Fear and Loathing in Las Vegas:Origins

The book is largely a fictionalized account of Thompson and attorney Oscar Zeta Acosta's actual trip to Las Vegas around the same time period. In real life, Thompson was to cover the Mint 400 motocross race for Sports Illustrated magazine in 1971, for which he was contracted to write photo captions. Coincidentally, he was also commissioned to cover a Las Vegas law enforcement convention for Rolling Stone magazine.

Before being asked to cover the race, Thompson was in Los Angeles, reporting on the murder of Reuben Salazar and the race riots that resulted from his death. Acosta was a prominent figure in the Chicano community and therefore a natural source for Thompson's story. Finding it difficult for a Hispanic to talk openly to a white reporter in L.A.'s tense atmosphere, Thompson and Acosta decided that Las Vegas would be a more comfortable place to work on the story. Thompson later wrote the majority of Fear and Loathing in a hotel room in Arcadia, California during his spare time while he finished writing the Salazar story for Rolling Stone (later published as Strange Rumblings in Aztlan) .

What was intended as a 250-word photo-captioning job/road trip snowballed into a novel-length feature for Rolling Stone magazine in November 1971. The text was eventually published as Fear and Loathing in Las Vegas. The novel was heralded as the "best book on the dope decade" by the New York Times and a "scorchingepochal sensation" by author Tom Wolfe.

In the book The Great Shark Hunt, Thompson refers to Fear and Loathing in Las Vegas as "a failed experiment in gonzo journalism," a guerrilla style of reporting that Thompson championed and publicized throughout his career. Allegedly based on William Faulkner's idea that "the best fiction is far more true than any kind of journalism — and the best journalists know this," it blends storytelling, fiction, and traditional journalism.

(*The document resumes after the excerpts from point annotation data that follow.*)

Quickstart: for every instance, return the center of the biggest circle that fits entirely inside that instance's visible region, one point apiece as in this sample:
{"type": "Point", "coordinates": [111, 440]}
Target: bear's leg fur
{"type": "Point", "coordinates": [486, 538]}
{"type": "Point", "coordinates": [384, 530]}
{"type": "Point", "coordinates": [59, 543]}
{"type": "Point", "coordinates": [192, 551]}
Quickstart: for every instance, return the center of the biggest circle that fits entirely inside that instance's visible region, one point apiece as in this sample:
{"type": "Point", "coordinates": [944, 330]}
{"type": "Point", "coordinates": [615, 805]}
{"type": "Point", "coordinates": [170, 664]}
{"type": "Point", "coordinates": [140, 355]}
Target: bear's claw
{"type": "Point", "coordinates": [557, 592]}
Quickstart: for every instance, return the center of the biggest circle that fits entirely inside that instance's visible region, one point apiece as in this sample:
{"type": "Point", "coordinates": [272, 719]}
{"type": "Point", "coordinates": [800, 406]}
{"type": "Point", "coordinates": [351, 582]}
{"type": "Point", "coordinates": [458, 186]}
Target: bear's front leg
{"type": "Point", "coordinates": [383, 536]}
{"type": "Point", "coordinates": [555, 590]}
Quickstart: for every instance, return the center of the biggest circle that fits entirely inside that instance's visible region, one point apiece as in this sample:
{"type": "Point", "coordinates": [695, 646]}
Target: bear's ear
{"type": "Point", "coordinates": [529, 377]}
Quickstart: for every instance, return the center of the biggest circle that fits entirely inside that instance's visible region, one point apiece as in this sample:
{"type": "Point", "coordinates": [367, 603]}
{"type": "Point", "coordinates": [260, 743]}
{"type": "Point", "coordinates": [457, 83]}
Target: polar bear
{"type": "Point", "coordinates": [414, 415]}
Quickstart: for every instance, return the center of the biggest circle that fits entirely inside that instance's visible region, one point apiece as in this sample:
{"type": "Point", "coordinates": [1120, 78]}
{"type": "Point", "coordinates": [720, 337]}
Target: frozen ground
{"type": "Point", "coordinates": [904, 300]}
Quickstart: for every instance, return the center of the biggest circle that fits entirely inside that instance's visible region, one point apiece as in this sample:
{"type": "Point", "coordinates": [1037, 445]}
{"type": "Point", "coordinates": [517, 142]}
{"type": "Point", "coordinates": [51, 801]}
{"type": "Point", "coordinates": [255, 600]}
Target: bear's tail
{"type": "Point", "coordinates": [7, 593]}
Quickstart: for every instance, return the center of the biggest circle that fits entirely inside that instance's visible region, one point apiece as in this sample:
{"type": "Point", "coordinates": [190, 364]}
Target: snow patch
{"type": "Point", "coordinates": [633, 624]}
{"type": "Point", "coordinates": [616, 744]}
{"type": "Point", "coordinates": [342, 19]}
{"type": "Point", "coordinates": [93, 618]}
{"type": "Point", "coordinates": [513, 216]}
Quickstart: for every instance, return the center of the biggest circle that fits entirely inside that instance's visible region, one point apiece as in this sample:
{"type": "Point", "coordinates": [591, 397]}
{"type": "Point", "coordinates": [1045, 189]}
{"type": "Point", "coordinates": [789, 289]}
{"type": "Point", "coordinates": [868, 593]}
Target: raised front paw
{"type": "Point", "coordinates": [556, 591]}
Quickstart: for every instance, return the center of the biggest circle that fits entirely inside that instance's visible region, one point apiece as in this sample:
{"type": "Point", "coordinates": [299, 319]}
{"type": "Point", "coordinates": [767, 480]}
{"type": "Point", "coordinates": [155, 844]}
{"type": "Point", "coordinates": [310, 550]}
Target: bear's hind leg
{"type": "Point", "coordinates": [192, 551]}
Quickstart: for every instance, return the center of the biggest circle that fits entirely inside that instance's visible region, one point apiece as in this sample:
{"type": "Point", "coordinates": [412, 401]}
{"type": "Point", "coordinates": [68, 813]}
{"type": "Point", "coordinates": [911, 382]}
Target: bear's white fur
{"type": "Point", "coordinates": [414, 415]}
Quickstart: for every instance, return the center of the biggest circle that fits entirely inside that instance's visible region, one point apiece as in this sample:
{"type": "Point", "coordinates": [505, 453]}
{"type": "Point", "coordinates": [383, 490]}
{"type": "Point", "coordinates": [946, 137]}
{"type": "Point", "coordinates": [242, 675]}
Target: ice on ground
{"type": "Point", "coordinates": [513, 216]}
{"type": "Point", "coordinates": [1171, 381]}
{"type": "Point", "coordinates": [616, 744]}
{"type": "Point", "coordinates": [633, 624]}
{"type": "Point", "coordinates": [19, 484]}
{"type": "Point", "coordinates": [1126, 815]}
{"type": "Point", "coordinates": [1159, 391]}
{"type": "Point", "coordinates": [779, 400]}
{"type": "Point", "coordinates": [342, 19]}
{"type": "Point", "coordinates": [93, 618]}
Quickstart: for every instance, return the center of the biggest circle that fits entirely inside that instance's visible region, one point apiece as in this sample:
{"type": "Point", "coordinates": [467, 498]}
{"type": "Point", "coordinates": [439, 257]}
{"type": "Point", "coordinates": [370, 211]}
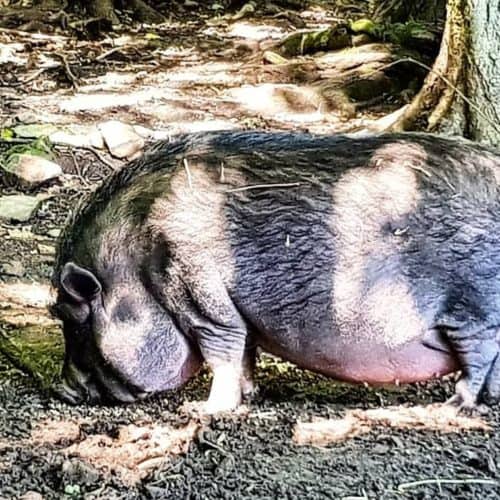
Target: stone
{"type": "Point", "coordinates": [33, 170]}
{"type": "Point", "coordinates": [121, 138]}
{"type": "Point", "coordinates": [54, 233]}
{"type": "Point", "coordinates": [19, 207]}
{"type": "Point", "coordinates": [31, 495]}
{"type": "Point", "coordinates": [12, 268]}
{"type": "Point", "coordinates": [46, 249]}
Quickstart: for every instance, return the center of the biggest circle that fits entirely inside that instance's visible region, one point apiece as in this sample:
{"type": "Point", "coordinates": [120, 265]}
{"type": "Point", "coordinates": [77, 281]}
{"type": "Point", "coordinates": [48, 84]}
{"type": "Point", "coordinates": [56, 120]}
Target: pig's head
{"type": "Point", "coordinates": [121, 344]}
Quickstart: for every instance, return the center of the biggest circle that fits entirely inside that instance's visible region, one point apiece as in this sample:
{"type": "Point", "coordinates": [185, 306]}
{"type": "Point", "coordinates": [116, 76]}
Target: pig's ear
{"type": "Point", "coordinates": [79, 283]}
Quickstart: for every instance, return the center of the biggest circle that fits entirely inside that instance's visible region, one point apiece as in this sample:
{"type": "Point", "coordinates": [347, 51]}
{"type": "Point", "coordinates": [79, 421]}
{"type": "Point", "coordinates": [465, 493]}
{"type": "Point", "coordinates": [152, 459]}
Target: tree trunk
{"type": "Point", "coordinates": [461, 92]}
{"type": "Point", "coordinates": [482, 79]}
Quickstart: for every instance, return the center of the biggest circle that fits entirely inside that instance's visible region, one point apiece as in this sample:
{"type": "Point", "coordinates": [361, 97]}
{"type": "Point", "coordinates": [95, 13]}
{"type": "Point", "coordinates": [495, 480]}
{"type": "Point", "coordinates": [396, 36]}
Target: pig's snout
{"type": "Point", "coordinates": [78, 387]}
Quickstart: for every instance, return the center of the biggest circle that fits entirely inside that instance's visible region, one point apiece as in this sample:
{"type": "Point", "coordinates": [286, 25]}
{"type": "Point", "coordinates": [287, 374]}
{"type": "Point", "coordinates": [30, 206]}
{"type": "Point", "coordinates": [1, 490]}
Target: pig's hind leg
{"type": "Point", "coordinates": [477, 349]}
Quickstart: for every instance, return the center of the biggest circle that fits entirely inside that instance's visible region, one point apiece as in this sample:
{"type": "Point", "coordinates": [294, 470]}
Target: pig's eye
{"type": "Point", "coordinates": [124, 311]}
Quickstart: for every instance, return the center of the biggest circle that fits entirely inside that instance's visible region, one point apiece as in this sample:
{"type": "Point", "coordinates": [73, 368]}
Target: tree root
{"type": "Point", "coordinates": [432, 107]}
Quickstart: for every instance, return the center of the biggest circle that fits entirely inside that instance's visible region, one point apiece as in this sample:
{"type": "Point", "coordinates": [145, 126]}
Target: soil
{"type": "Point", "coordinates": [151, 449]}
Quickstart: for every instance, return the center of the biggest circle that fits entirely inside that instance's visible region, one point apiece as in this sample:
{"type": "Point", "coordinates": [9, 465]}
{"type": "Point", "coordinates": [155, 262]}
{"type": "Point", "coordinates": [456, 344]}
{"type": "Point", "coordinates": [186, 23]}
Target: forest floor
{"type": "Point", "coordinates": [196, 73]}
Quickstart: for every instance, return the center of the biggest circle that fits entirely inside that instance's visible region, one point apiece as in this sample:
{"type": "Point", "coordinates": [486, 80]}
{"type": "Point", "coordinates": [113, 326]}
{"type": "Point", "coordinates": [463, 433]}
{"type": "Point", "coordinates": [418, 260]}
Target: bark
{"type": "Point", "coordinates": [461, 92]}
{"type": "Point", "coordinates": [482, 80]}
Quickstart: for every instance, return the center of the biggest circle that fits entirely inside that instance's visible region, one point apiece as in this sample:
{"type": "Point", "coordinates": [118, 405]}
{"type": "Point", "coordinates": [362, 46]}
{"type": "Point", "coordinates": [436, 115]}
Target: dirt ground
{"type": "Point", "coordinates": [195, 74]}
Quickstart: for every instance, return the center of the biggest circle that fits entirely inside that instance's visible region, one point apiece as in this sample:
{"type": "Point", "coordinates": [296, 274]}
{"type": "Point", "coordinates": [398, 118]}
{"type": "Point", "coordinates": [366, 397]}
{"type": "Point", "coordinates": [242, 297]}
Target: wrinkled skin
{"type": "Point", "coordinates": [372, 259]}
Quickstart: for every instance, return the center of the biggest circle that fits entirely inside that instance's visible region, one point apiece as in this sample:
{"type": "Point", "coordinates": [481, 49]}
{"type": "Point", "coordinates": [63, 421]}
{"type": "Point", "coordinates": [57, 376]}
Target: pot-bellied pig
{"type": "Point", "coordinates": [368, 259]}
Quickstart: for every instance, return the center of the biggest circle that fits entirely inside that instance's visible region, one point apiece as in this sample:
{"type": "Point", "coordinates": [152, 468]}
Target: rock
{"type": "Point", "coordinates": [31, 495]}
{"type": "Point", "coordinates": [33, 170]}
{"type": "Point", "coordinates": [77, 472]}
{"type": "Point", "coordinates": [54, 233]}
{"type": "Point", "coordinates": [95, 138]}
{"type": "Point", "coordinates": [12, 268]}
{"type": "Point", "coordinates": [46, 249]}
{"type": "Point", "coordinates": [121, 138]}
{"type": "Point", "coordinates": [19, 207]}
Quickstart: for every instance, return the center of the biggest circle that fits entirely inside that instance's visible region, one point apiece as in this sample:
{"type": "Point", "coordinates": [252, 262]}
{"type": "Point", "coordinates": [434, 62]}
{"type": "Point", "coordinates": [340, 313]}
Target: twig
{"type": "Point", "coordinates": [77, 168]}
{"type": "Point", "coordinates": [186, 166]}
{"type": "Point", "coordinates": [34, 76]}
{"type": "Point", "coordinates": [35, 36]}
{"type": "Point", "coordinates": [263, 186]}
{"type": "Point", "coordinates": [111, 51]}
{"type": "Point", "coordinates": [100, 157]}
{"type": "Point", "coordinates": [406, 486]}
{"type": "Point", "coordinates": [69, 73]}
{"type": "Point", "coordinates": [446, 80]}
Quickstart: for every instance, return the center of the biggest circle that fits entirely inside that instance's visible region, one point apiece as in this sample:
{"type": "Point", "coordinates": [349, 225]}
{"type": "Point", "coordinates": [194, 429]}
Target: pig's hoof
{"type": "Point", "coordinates": [467, 407]}
{"type": "Point", "coordinates": [206, 409]}
{"type": "Point", "coordinates": [250, 392]}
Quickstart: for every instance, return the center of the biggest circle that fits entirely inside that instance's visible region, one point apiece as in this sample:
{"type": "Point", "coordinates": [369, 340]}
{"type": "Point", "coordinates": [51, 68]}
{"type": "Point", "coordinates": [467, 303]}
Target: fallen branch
{"type": "Point", "coordinates": [436, 417]}
{"type": "Point", "coordinates": [404, 487]}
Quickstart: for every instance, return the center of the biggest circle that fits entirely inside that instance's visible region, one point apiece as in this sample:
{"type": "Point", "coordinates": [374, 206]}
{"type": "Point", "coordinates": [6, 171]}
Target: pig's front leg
{"type": "Point", "coordinates": [213, 322]}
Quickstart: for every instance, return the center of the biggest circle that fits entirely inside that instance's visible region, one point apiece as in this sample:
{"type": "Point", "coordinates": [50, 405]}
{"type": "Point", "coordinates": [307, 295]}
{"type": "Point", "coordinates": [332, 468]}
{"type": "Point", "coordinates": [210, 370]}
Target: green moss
{"type": "Point", "coordinates": [36, 350]}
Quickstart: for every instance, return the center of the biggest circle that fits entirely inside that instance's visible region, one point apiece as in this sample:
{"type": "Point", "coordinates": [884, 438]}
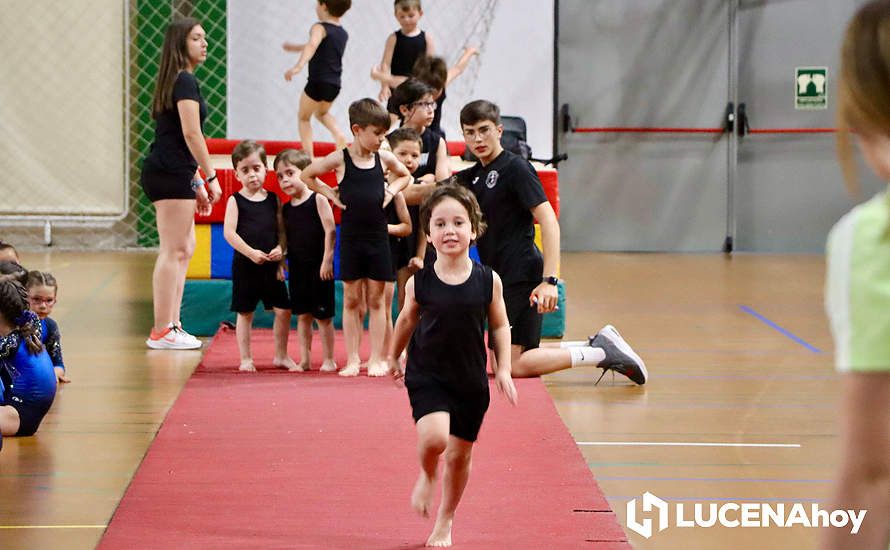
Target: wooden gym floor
{"type": "Point", "coordinates": [738, 352]}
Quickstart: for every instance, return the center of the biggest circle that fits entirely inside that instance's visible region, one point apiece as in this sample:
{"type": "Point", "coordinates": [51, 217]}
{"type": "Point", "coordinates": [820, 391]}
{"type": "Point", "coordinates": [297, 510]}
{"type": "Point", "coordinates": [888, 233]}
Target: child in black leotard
{"type": "Point", "coordinates": [324, 54]}
{"type": "Point", "coordinates": [251, 227]}
{"type": "Point", "coordinates": [446, 307]}
{"type": "Point", "coordinates": [364, 244]}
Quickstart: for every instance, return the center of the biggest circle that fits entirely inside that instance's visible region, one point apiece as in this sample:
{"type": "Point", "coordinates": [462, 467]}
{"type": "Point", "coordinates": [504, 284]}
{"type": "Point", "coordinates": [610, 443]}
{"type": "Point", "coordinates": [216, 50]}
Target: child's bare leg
{"type": "Point", "coordinates": [864, 471]}
{"type": "Point", "coordinates": [376, 328]}
{"type": "Point", "coordinates": [322, 112]}
{"type": "Point", "coordinates": [243, 322]}
{"type": "Point", "coordinates": [351, 326]}
{"type": "Point", "coordinates": [326, 331]}
{"type": "Point", "coordinates": [304, 122]}
{"type": "Point", "coordinates": [304, 335]}
{"type": "Point", "coordinates": [280, 330]}
{"type": "Point", "coordinates": [9, 420]}
{"type": "Point", "coordinates": [432, 440]}
{"type": "Point", "coordinates": [458, 457]}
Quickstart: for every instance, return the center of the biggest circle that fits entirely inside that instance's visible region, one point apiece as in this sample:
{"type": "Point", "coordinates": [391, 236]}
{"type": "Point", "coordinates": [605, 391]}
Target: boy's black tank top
{"type": "Point", "coordinates": [361, 190]}
{"type": "Point", "coordinates": [406, 52]}
{"type": "Point", "coordinates": [327, 63]}
{"type": "Point", "coordinates": [257, 223]}
{"type": "Point", "coordinates": [449, 341]}
{"type": "Point", "coordinates": [304, 230]}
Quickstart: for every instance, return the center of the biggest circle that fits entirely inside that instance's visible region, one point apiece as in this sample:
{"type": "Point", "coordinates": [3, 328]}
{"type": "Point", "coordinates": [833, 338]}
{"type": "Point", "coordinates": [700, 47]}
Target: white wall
{"type": "Point", "coordinates": [515, 69]}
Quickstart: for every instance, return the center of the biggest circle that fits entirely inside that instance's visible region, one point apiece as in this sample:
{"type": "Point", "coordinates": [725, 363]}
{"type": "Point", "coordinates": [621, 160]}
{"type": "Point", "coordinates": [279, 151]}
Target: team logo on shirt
{"type": "Point", "coordinates": [491, 179]}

As is true with most of Thompson’s writing, much of the book is based on actual events, however Thompson altered the details to such a degree that the work could easily be considered fiction. For example, the novel describes Duke attending both the motorcycle race and the narcotics convention within a few days time. In real life, both events did indeed take place in Las Vegas 1971, although they took place almost a month apart. For Thompson to have attended both, he would have likely had to leave Las Vegas for a number of weeks and then come back, severely compromising the frenzied premise of the novel.